Copilot Studio risk evaluations with the AI Red Teaming Agent

• Thu, Jul 24, 2025
• 4-minute read

Table of contents

In today’s rapidly evolving AI landscape, ensuring the safety and reliability of AI systems is vital. One effective approach to achieving this is through AI red teaming, best practice in the responsible development of systems and features using Large Language Models (LLMs).

In this article, I will briefly showcase the AI Red Teaming Agent and provide an example of how it can be used to evaluate agents created with Copilot Studio.

Why AI Red Teaming?

AI Red teaming is crucial for uncovering and identifying potential harm in AI systems.

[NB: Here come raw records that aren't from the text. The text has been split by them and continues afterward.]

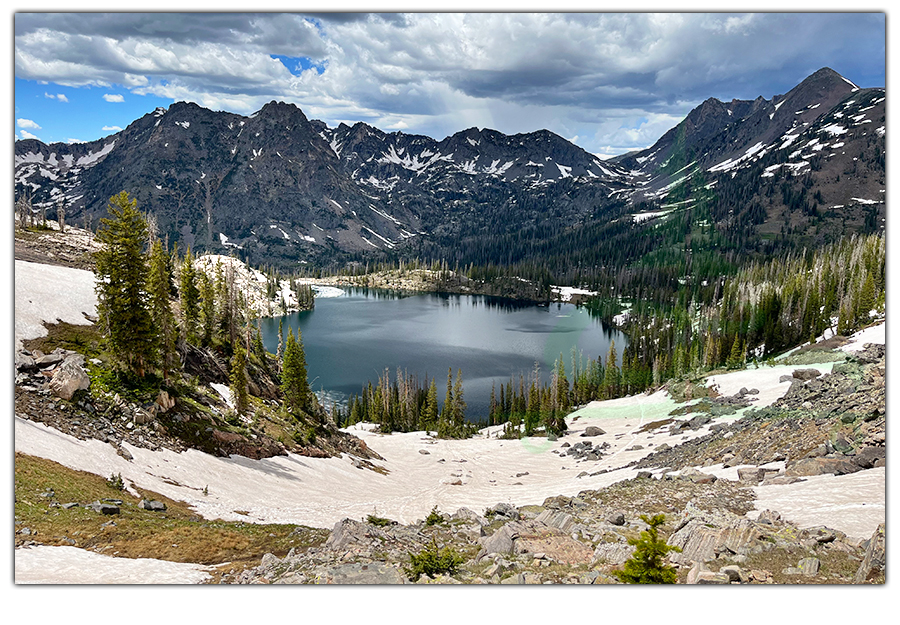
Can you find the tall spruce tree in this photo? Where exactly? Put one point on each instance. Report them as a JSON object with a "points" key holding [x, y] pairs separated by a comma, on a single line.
{"points": [[189, 295], [238, 379], [159, 287], [121, 269], [294, 383], [430, 411]]}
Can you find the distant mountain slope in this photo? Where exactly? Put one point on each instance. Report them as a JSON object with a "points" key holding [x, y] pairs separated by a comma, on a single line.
{"points": [[276, 187]]}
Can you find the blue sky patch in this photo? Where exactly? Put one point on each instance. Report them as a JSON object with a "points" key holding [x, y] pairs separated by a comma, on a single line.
{"points": [[297, 64]]}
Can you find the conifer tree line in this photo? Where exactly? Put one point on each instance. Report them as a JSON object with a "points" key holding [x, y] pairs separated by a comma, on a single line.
{"points": [[155, 306], [764, 309], [406, 405]]}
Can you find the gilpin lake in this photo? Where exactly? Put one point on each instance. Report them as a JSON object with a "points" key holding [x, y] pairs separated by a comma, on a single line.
{"points": [[353, 335]]}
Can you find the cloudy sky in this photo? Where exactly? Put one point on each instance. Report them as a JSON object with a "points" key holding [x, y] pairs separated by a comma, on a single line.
{"points": [[609, 82]]}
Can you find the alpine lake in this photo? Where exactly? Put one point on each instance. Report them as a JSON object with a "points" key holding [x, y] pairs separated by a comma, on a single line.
{"points": [[354, 334]]}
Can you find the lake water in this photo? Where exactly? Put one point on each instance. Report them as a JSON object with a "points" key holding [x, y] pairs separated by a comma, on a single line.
{"points": [[350, 339]]}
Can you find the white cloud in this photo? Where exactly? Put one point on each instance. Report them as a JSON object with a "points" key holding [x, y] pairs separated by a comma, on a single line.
{"points": [[594, 75]]}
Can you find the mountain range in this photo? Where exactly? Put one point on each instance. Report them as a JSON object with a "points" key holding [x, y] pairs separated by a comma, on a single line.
{"points": [[276, 187]]}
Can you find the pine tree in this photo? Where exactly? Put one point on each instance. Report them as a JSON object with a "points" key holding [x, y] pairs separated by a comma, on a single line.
{"points": [[611, 374], [458, 415], [645, 566], [161, 311], [294, 383], [121, 286], [444, 422], [207, 310], [238, 380], [190, 299]]}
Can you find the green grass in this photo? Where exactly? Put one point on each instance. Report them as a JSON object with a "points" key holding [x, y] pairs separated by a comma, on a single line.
{"points": [[178, 534]]}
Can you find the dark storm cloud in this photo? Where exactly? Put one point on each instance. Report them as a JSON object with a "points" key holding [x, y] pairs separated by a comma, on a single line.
{"points": [[577, 74]]}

While it is not a replacement for systematic measurement and mitigation work, AI red teamers play a vital role in enabling measurement strategies to validate and amplify the effectiveness of mitigations.

AI Red teaming aims to identify potential risks, assess the risk surface, and develop a list of issues that can inform what should be measured and addressed.

AI Red teams play a vital role in ensuring that AI-based solutions adhere to Responsible AI (RAI) principles, such as Fairness, Reliability and Safety, Privacy and Security, and Inclusiveness.

The AI Red Teaming Agent

The AI Red Teaming Agent leverages Microsoft’s open-source framework Python Risk Identification Tool (PyRIT), along with Azure AI Foundry’s Risk and Safety Evaluations. You may remember PyRIT from my previous post.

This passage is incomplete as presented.